Der Ständerat hat ja bereits die Streichung bzw. die Nichtgewährung dieses Nachtrags beschlossen. Der Ständerat und die Mehrheit der Finanzkommission Ihres Rates missachten mit ihren Beschlüssen nun die langjährig gelebte Sozialpartnerschaft und geben ein wirklich verfehltes Signal ans Personal - notabene in einer Zeit, in der die Bundesverwaltung sehr stark gefordert ist; wir gehen von Krise zu Krise. Die Covid-19-Pandemie hat zu sehr viel zusätzlichem Aufwand geführt. Auch der Ukraine-Krieg hat zu zusätzlichen Aufwendungen geführt, ebenso jetzt die CS-Krise. Immer ist auch die Verwaltung sehr stark gefordert und leistet gute Arbeit. Das haben Sie auch bei der Behandlung der Rechnung gesagt.
Es geht aber um mehr als um Wertschätzung. Es geht auch darum, dass der Bund als Arbeitgeber weiterhin für das Personal attraktiv sein und mithalten muss. Im Übrigen ist im Bundespersonalgesetz geregelt, dass der Bund einen Teuerungsausgleich für das Personal gewährt. Mit den 2,5 Prozent gewährt der Bundesrat nicht den vollständigen Teuerungsausgleich, aber es ist eigentlich das, was man dem Personal schuldet.

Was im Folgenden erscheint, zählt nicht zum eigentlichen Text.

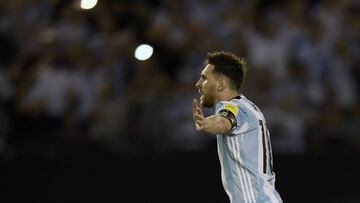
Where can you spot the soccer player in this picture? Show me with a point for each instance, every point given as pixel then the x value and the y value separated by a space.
pixel 243 139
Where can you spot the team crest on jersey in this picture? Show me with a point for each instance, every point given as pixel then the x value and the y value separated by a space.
pixel 232 108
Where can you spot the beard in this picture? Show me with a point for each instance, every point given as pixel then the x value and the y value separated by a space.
pixel 207 101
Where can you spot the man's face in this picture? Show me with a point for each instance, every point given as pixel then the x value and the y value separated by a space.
pixel 207 87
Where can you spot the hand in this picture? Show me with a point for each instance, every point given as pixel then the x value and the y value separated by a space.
pixel 198 116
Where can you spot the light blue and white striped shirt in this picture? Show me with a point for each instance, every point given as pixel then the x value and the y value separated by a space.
pixel 245 155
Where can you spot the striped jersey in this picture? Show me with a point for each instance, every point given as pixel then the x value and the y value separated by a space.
pixel 245 155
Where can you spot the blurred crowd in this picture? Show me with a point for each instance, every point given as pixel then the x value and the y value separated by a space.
pixel 68 77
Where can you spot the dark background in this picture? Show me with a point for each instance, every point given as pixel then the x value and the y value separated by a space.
pixel 81 120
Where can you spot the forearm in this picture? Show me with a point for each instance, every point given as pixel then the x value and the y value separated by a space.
pixel 216 125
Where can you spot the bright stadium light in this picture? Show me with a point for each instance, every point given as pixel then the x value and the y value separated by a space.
pixel 88 4
pixel 143 52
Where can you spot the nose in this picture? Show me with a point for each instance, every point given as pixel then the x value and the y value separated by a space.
pixel 197 85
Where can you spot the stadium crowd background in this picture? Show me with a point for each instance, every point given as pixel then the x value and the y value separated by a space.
pixel 69 78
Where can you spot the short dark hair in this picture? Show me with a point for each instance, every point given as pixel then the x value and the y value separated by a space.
pixel 230 65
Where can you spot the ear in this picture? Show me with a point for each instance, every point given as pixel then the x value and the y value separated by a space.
pixel 221 85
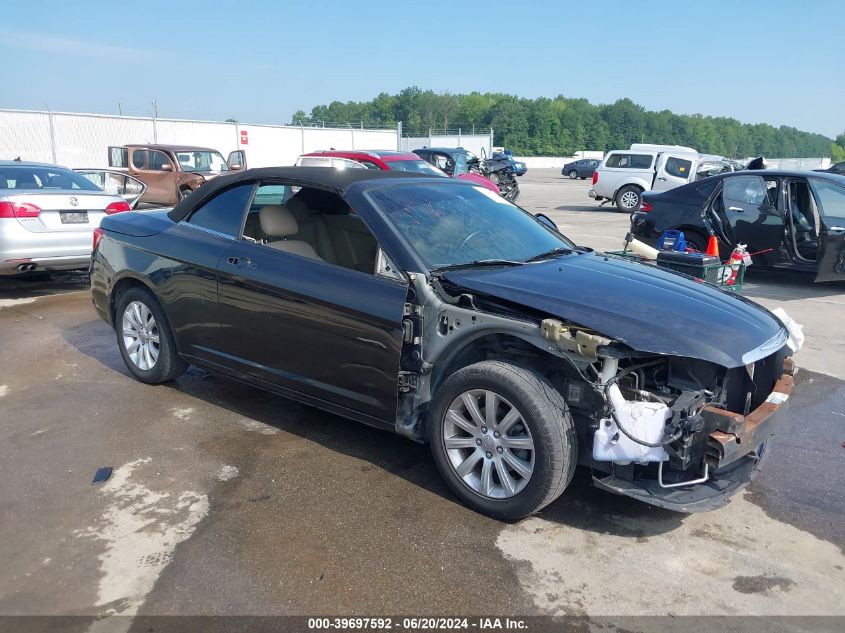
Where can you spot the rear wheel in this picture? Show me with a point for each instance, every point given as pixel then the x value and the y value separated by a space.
pixel 628 198
pixel 502 438
pixel 144 338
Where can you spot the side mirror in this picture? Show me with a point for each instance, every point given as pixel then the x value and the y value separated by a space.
pixel 547 221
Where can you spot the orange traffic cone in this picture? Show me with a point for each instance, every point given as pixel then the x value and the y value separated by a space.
pixel 713 246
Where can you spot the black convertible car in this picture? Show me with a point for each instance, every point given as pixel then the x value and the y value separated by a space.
pixel 436 309
pixel 794 220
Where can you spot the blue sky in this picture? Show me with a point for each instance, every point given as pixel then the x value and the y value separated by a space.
pixel 776 62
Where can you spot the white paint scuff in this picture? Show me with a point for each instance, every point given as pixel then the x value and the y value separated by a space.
pixel 227 472
pixel 140 529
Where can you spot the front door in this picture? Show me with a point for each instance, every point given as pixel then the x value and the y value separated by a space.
pixel 672 171
pixel 829 198
pixel 750 208
pixel 310 323
pixel 158 172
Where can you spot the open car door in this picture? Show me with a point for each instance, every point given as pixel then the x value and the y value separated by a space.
pixel 236 160
pixel 830 200
pixel 117 183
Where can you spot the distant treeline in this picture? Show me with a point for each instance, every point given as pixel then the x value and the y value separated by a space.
pixel 562 126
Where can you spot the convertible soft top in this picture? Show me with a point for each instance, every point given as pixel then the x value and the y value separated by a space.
pixel 324 177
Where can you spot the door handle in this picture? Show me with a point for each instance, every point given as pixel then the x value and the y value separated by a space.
pixel 240 262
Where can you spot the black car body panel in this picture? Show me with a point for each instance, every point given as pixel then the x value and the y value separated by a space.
pixel 375 348
pixel 769 227
pixel 695 320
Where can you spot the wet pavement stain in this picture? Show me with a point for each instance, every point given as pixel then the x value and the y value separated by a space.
pixel 759 584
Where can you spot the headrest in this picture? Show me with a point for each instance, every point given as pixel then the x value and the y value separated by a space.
pixel 277 221
pixel 298 206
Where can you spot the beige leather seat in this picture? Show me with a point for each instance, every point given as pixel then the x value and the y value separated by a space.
pixel 277 221
pixel 312 228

Wie gesagt, die hohe Teuerung trifft auch das Personal. Der Druck ist gross. Wenn jetzt diese 31 Millionen Franken zusätzlich eingespart werden müssen, können Stellen nicht besetzt werden. Schon im Voranschlag 2023 war es so, dass die zusätzlichen Stellen mehrheitlich intern kompensiert werden mussten. Das erhöht jetzt einfach den Druck weiterhin, und das ist absolut problematisch. Wir müssen weiterhin konkurrenzfähig sein gegenüber der Privatwirtschaft, die diesen Teuerungsausgleich gewährt und auch sonst gute Arbeitsbedingungen bietet.